Some measures of the purchasing power package put in place to fight inflation have been strongly criticized by deputies and environmental groups because they would harm the environment by promoting the development of fossil fuels.

Foreign Policy

During its six-month European Union Council presidency, France organized hearings on the rule of law situation in Hungary and Poland. But France failed to use its Presidency to take meaningful steps to address serious abuses against migrants and asylum seekers at the EU’s external borders.

France contributed to the international response to Russia’s full-scale invasion of Ukraine and in the fight against impunity for serious violations committed in Ukraine. France has notably supported the opening of an International Criminal Court investigation into crimes committed in Ukraine and supported the UN General Assembly resolution suspending Russia from the UN Human Rights Council (HRC). France and Mexico drafted a General Assembly resolution adopted in April that demanded Russia allow humanitarian aid access across Ukraine. It also supported other UN Security Council and General Assembly resolutions and initiatives condemning Russia’s invasion and atrocities.

At the September session of the HRC, France supported a resolution establishing a Special Rapporteur on Russia to monitor and report on the human rights crisis in the country.

But France’s proclaimed commitment to the universal values of human rights and the fight against impunity has been missing in other situations of serious violations of human rights crises. France’s unconditional support and arms sales to Egypt, the United Arab Emirates (UAE), and Saudi Arabia continued despite their deplorable human rights records.

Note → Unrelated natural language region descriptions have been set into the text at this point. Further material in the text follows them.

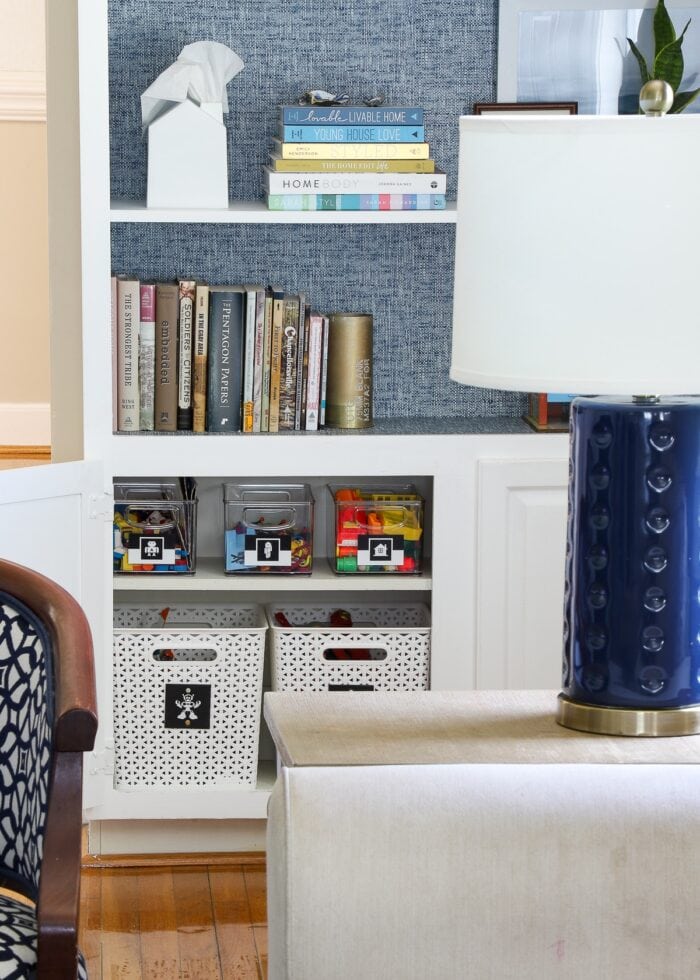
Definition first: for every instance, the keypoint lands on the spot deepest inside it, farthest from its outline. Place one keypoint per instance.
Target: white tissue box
(187, 157)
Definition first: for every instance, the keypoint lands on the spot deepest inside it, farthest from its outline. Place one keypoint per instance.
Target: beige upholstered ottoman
(436, 836)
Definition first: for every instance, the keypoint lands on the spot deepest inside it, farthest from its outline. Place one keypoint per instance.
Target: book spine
(324, 373)
(249, 359)
(352, 115)
(354, 183)
(258, 358)
(147, 357)
(115, 372)
(167, 309)
(288, 367)
(313, 384)
(353, 134)
(276, 358)
(267, 362)
(201, 342)
(184, 374)
(301, 332)
(226, 329)
(352, 151)
(356, 202)
(278, 164)
(128, 314)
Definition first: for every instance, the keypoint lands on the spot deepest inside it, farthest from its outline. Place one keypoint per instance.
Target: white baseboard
(22, 96)
(25, 424)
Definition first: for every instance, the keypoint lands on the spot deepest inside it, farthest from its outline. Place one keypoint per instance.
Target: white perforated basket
(397, 636)
(217, 662)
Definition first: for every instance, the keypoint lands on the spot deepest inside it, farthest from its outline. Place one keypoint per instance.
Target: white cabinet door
(521, 534)
(57, 519)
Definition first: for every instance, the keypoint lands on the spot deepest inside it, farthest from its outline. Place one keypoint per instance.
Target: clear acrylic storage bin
(155, 526)
(268, 528)
(377, 528)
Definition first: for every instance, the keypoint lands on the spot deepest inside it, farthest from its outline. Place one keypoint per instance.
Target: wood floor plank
(120, 933)
(90, 922)
(199, 954)
(160, 948)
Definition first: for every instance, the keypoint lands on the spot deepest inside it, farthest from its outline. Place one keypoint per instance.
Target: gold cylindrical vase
(349, 380)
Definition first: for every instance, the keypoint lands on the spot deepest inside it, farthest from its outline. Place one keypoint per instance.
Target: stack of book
(353, 158)
(197, 358)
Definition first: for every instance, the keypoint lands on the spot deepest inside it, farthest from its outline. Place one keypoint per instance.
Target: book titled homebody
(351, 151)
(351, 115)
(356, 202)
(354, 183)
(353, 134)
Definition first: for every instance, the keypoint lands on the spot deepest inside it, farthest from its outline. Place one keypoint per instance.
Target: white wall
(24, 325)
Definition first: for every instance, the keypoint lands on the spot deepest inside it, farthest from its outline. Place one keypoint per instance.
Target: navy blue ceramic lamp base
(632, 598)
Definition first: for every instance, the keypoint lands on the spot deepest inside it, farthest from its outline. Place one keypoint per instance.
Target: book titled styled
(354, 183)
(128, 316)
(167, 312)
(199, 360)
(225, 369)
(351, 151)
(351, 115)
(356, 202)
(185, 337)
(147, 356)
(352, 134)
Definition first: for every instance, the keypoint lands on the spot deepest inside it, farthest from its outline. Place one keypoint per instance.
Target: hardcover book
(128, 315)
(351, 115)
(353, 134)
(288, 364)
(354, 183)
(225, 375)
(356, 202)
(184, 368)
(412, 166)
(351, 151)
(199, 365)
(147, 356)
(167, 309)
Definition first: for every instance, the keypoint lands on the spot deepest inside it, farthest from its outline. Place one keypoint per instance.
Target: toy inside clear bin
(268, 528)
(155, 526)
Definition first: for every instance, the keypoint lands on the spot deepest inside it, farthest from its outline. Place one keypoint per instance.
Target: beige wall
(24, 324)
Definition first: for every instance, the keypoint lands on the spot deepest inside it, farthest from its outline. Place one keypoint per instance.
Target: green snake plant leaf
(668, 64)
(664, 31)
(683, 99)
(641, 61)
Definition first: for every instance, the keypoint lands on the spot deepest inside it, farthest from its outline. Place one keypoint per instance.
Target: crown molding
(22, 96)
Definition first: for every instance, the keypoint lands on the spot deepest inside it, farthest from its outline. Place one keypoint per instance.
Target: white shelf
(256, 212)
(210, 577)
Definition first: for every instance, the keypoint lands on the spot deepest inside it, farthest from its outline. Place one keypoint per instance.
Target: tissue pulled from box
(201, 73)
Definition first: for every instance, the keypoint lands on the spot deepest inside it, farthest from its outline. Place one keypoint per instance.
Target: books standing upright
(226, 346)
(128, 315)
(167, 308)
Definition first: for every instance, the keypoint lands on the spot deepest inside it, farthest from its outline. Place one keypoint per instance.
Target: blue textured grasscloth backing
(440, 56)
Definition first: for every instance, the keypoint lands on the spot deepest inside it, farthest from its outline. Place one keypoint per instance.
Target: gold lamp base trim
(663, 722)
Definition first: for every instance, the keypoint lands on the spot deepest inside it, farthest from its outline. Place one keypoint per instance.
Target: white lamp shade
(577, 264)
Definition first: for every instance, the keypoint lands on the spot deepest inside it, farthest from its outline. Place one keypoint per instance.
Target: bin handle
(282, 526)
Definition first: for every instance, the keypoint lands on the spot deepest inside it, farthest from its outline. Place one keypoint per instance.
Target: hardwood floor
(174, 922)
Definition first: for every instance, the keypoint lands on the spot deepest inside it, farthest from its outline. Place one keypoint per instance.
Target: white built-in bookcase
(495, 498)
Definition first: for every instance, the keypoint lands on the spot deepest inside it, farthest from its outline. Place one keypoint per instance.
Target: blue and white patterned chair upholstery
(47, 720)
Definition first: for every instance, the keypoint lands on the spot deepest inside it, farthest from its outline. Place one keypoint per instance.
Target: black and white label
(380, 549)
(268, 551)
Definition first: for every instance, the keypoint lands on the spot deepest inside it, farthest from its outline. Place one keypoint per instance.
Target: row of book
(353, 158)
(192, 357)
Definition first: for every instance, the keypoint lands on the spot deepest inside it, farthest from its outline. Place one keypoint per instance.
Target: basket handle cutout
(354, 653)
(183, 654)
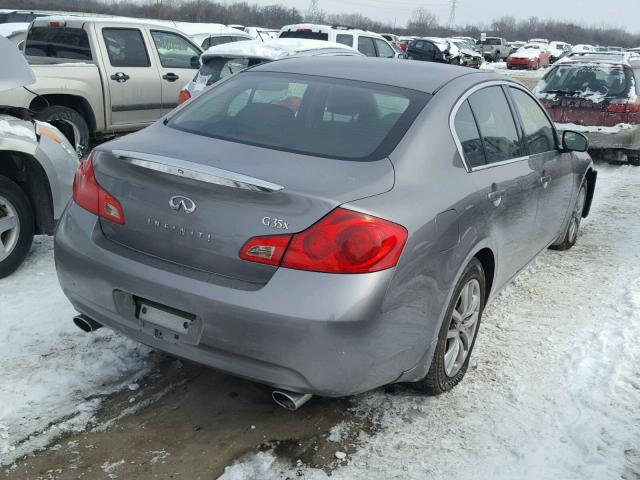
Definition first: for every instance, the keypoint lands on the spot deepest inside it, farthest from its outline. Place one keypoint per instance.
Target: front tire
(17, 226)
(571, 234)
(458, 333)
(72, 125)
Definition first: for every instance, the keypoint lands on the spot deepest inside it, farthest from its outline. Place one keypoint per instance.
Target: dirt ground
(198, 422)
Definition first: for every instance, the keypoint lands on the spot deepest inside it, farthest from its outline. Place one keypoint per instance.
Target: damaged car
(37, 165)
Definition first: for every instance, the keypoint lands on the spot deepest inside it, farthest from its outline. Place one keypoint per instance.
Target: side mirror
(574, 141)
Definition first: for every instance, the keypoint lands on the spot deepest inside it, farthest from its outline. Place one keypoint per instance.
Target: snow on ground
(553, 390)
(52, 375)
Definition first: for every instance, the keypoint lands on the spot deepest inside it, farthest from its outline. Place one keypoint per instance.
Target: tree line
(422, 22)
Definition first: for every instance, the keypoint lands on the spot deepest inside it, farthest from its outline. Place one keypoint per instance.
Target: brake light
(184, 96)
(344, 241)
(88, 194)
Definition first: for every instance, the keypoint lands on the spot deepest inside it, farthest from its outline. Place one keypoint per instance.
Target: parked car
(543, 41)
(368, 43)
(224, 60)
(532, 57)
(469, 55)
(515, 46)
(316, 248)
(37, 165)
(98, 76)
(558, 50)
(598, 95)
(394, 41)
(495, 49)
(580, 48)
(263, 34)
(14, 32)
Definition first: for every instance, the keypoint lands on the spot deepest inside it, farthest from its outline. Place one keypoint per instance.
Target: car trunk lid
(195, 201)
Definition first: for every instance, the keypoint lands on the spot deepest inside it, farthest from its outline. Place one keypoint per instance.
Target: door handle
(496, 197)
(545, 180)
(120, 77)
(170, 77)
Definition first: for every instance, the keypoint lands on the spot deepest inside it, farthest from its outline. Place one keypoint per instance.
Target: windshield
(609, 80)
(304, 114)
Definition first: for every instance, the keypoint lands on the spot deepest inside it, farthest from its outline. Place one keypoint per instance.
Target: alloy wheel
(9, 228)
(462, 328)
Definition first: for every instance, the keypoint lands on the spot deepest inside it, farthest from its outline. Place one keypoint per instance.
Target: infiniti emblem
(178, 202)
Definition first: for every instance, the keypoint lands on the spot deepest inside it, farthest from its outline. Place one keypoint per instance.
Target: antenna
(452, 14)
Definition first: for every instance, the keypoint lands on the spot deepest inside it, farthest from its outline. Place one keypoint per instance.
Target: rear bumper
(627, 139)
(302, 331)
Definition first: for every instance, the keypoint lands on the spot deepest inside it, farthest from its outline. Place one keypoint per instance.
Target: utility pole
(452, 15)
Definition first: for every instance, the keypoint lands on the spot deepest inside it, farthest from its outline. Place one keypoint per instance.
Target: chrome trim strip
(452, 127)
(194, 171)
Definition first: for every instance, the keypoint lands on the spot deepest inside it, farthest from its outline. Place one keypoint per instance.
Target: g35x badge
(276, 223)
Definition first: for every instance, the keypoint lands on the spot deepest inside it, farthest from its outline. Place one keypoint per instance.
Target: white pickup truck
(99, 76)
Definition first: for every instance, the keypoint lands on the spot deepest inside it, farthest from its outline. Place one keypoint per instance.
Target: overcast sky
(616, 13)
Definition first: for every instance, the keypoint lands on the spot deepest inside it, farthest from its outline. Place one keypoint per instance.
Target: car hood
(17, 72)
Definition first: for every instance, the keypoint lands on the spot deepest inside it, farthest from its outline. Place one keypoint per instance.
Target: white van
(368, 43)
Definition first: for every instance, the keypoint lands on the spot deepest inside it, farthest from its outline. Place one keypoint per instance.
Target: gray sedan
(324, 225)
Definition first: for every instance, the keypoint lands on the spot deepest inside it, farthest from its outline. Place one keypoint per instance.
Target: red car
(597, 95)
(531, 56)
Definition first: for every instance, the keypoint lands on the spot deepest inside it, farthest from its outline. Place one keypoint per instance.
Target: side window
(538, 130)
(469, 136)
(125, 47)
(496, 125)
(174, 51)
(384, 50)
(345, 39)
(365, 46)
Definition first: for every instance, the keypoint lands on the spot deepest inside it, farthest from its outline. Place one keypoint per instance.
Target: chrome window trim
(452, 127)
(194, 171)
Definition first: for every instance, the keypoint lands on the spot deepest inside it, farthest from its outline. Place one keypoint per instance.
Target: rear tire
(458, 333)
(17, 226)
(571, 233)
(71, 124)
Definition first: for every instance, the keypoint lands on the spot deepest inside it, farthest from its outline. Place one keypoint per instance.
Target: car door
(135, 96)
(178, 60)
(505, 179)
(555, 169)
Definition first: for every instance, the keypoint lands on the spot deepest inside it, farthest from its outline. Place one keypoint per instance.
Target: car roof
(422, 76)
(273, 49)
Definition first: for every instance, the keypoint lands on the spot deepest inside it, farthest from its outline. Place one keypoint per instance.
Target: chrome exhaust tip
(290, 400)
(86, 324)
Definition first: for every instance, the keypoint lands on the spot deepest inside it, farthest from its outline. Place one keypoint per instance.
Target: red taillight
(88, 194)
(184, 96)
(342, 242)
(624, 106)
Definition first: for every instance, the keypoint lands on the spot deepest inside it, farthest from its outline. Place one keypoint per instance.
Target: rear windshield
(605, 80)
(304, 114)
(305, 34)
(215, 69)
(58, 42)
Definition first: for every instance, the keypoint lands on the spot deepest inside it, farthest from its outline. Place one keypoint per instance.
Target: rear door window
(345, 39)
(58, 42)
(469, 136)
(384, 50)
(304, 114)
(538, 131)
(175, 51)
(125, 47)
(366, 47)
(495, 124)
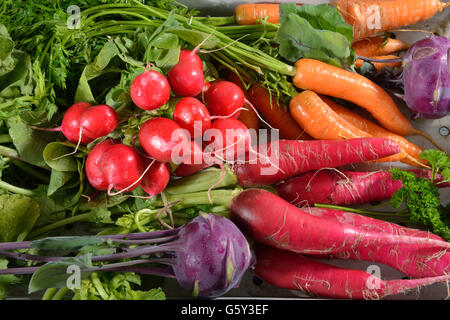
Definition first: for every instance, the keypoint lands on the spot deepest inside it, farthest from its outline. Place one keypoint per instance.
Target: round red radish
(122, 167)
(156, 178)
(160, 136)
(223, 98)
(229, 138)
(150, 90)
(186, 77)
(95, 176)
(192, 115)
(70, 125)
(98, 121)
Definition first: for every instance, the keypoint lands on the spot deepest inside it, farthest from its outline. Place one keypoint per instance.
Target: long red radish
(122, 167)
(329, 80)
(93, 173)
(414, 261)
(295, 272)
(271, 220)
(294, 157)
(343, 188)
(150, 90)
(369, 17)
(192, 115)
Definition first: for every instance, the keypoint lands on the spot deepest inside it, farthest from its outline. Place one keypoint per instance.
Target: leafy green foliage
(317, 32)
(115, 286)
(18, 216)
(421, 197)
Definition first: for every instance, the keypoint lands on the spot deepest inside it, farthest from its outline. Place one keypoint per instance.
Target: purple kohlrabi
(426, 78)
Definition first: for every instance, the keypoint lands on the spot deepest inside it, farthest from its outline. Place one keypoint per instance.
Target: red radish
(186, 77)
(160, 136)
(228, 139)
(98, 121)
(295, 272)
(94, 174)
(70, 125)
(414, 261)
(156, 178)
(295, 157)
(341, 187)
(224, 98)
(192, 115)
(122, 167)
(271, 220)
(150, 90)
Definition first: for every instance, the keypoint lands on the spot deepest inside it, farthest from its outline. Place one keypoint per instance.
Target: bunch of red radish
(112, 165)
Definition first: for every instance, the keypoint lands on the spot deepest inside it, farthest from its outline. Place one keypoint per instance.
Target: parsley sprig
(421, 196)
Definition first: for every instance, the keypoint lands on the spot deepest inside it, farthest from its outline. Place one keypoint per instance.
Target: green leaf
(317, 33)
(54, 274)
(53, 156)
(18, 215)
(321, 17)
(57, 180)
(65, 243)
(29, 143)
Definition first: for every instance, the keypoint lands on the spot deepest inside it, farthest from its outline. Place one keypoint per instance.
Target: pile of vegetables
(127, 148)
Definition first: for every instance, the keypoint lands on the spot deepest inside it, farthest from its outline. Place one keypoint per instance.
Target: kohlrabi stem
(60, 294)
(11, 188)
(202, 181)
(5, 138)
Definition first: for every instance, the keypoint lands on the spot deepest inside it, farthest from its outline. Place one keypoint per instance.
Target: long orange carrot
(249, 13)
(322, 123)
(376, 131)
(378, 46)
(380, 65)
(369, 17)
(329, 80)
(275, 114)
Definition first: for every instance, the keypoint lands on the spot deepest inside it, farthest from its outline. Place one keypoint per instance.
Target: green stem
(9, 187)
(31, 171)
(60, 294)
(202, 181)
(49, 293)
(5, 138)
(98, 285)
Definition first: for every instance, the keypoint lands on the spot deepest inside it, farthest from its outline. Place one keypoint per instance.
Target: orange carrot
(375, 130)
(329, 80)
(275, 114)
(249, 13)
(380, 65)
(378, 46)
(322, 123)
(369, 17)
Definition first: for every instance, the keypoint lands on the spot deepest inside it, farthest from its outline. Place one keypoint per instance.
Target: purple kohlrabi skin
(215, 257)
(426, 77)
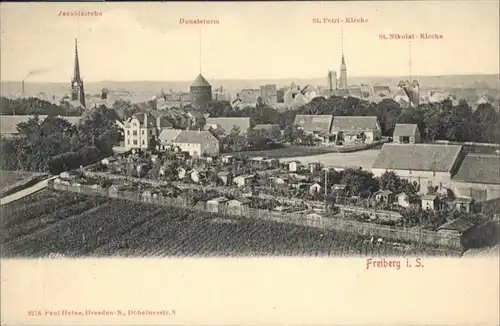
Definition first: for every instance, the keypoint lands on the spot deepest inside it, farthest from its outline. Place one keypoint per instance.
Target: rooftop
(479, 168)
(417, 157)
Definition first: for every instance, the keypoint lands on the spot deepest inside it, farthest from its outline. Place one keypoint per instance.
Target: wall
(466, 189)
(366, 229)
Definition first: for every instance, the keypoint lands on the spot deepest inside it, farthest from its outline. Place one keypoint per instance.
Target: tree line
(55, 145)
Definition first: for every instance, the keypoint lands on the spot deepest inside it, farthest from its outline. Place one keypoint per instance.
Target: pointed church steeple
(77, 89)
(343, 67)
(76, 73)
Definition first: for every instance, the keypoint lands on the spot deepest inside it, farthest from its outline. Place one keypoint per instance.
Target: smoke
(35, 72)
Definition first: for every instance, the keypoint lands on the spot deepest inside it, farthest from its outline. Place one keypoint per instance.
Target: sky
(146, 42)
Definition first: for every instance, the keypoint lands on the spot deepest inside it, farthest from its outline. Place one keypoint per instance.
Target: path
(25, 192)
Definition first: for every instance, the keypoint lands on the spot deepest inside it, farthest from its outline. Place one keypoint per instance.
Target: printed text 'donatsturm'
(372, 263)
(88, 312)
(339, 20)
(410, 36)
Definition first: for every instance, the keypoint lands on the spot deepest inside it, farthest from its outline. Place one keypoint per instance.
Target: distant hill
(476, 83)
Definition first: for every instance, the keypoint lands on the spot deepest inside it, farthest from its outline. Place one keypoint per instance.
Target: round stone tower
(200, 92)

With a total order intake of €4.5 billion in 2021, Egypt is France’s largest arms customer. In December 2021, a reportedly historic €17 billion contract for the sale of 80 Rafale fighter aircrafts was signed between France and the United Arab Emirates. Saudi Arabia is reportedly among the top five largest buyers of French arms, despite the war crimes committed by the Saudi-UAE military coalition in Yemen. On July 19, President Macron awarded the Grand Cross of the Legion of Honor, France’s highest honor, to UAE President Mohammed bin Zayed al-Nahyan during a state visit to Paris. On July 28, the French president welcomed Saudi Crown Prince and de facto ruler Mohammed bin Salman to the Elysee Palace, contributing to the latter's rehabilitation on the international scene despite the escalation of domestic repression and the crown prince’s approving the murder of journalist Jamal Khashoggi, according to a United States intelligence report.

Despite President Macron’s promises to the Lebanese people in the aftermath of the catastrophic Beirut port explosion in August 2020, France failed to take action at the UN Human Rights Council to establish an international investigation mechanism into the blast.

France has deepened its political and economic ties with India while failing to raise public concerns about the escalating crackdown on civil society and discriminatory policies against religious minorities, particularly Muslims, under India’s Prime Minister Narendra Modi.

In August, France completed the withdrawal of its Barkhane counterterrorism forces from Mali, prompted by deteriorating relations with Malian authorities and the presence of forces from the private Russian military security company Wagner. The pullout took place amid rising violence against civilians by Islamist armed groups and Malian security forces and their auxiliaries. The French journalist Olivier Dubois, kidnapped in Gao region on April 8, 2021, is still held hostage by Al-Qaeda affiliated Jamaa Nusrat al-Islam wal-Muslimin (JNIM).